9. The internal paths, according to claim (6), wherein the said transversal path passing across the head has an open end and a closed end to maintain the stability of the surgical metal wire and prevent possible fractures in the head that may occur due to vertical and horizontal loads resulting from the patient's weight and daily fixed and motor activities.

10. The internal paths, according to claim (6), wherein the said internal paths in the spacer extending longitudinally across the stem and transversally across the head may be filled with the necessary antibiotics to ensure no postoperative complications.

1 1. A patient-specific spacer according to claim (1), wherein the said spacer has dimensions matching the dimensions and anatomic profile of the cavities and hollow parts of the femur and acetabulum, wherein the femur and acetabulum are the two bones forming the femur joint.

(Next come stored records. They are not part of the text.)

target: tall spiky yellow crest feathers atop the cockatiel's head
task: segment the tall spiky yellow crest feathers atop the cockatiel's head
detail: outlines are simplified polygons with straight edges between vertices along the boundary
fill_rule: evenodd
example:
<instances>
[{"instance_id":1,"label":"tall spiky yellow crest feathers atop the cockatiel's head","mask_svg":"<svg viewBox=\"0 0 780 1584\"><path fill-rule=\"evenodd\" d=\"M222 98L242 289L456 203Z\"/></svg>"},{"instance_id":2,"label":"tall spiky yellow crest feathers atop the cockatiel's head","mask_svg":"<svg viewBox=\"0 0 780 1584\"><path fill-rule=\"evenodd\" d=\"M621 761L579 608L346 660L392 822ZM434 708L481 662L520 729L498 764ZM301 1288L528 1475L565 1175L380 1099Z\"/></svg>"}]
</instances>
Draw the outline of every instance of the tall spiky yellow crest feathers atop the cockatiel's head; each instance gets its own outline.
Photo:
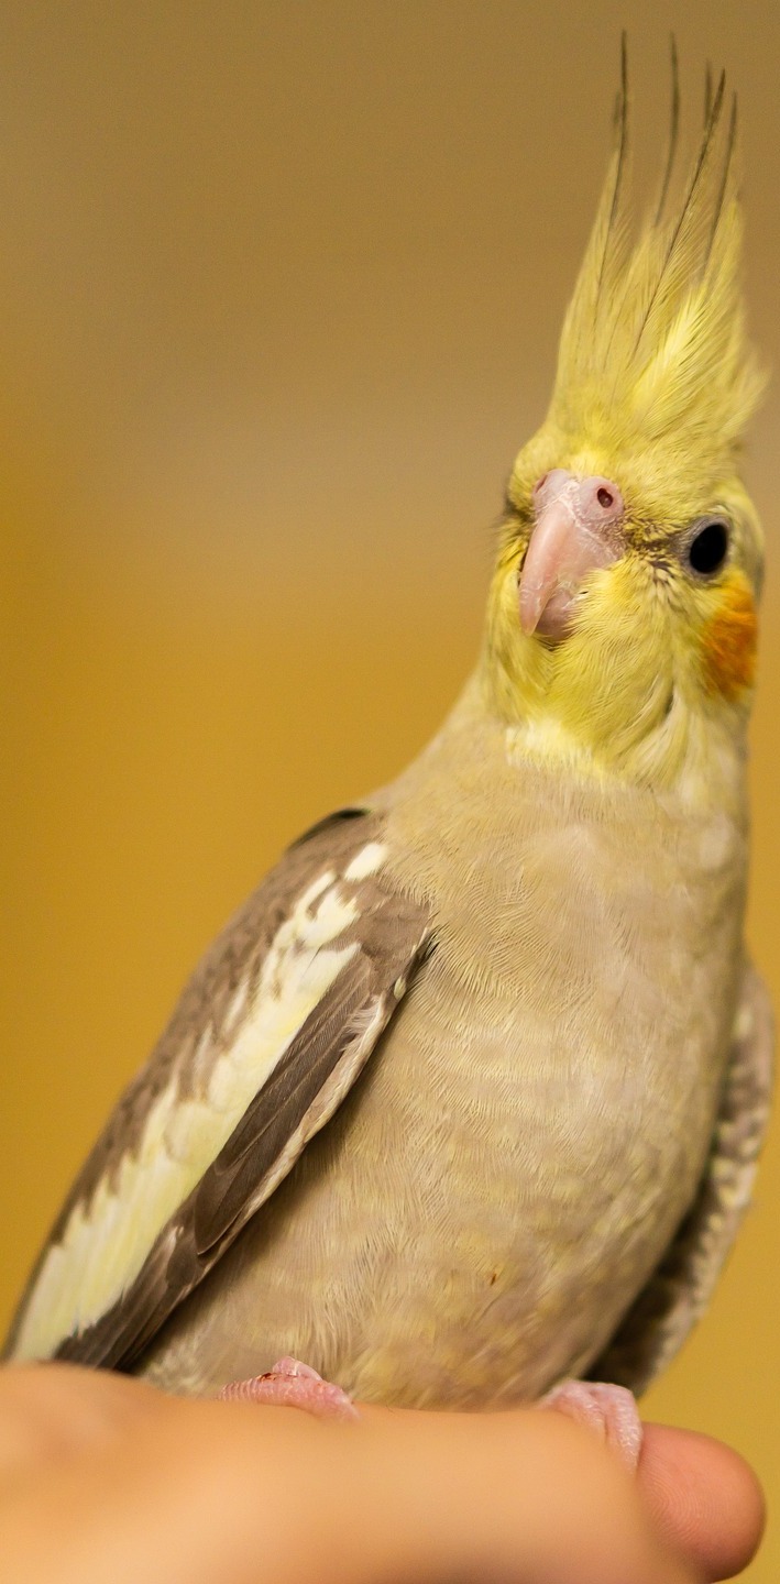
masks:
<instances>
[{"instance_id":1,"label":"tall spiky yellow crest feathers atop the cockatiel's head","mask_svg":"<svg viewBox=\"0 0 780 1584\"><path fill-rule=\"evenodd\" d=\"M736 98L725 76L682 196L669 204L679 89L660 198L634 234L626 49L615 147L566 314L547 423L572 444L640 450L674 440L693 469L732 466L764 379L745 334ZM669 212L671 211L671 212Z\"/></svg>"}]
</instances>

12. A patient-specific spacer according to claim (1), wherein the said spacer is designed according to the patient's CT scan, thereby it matches the anatomic profile of the patient's femur joint.

13. A patient-specific spacer according to claim (1), wherein the external surface of the said spacer is rough enough to enable the surgeon to coat it with medical cement to ensure its fixation in the proper position inside the cavity of the femur and the cavity of the acetabulum.

14. A patient-specific spacer according to claim (1), wherein the said spacer is made of nylon, which has physical and mechanical properties that enable it to withstand shear, vertical and horizontal loads resulting from the patient's fixed and motor activities, and wherein the said nylon is a FDA-approved material that may be implanted inside living tissues without any medical complications.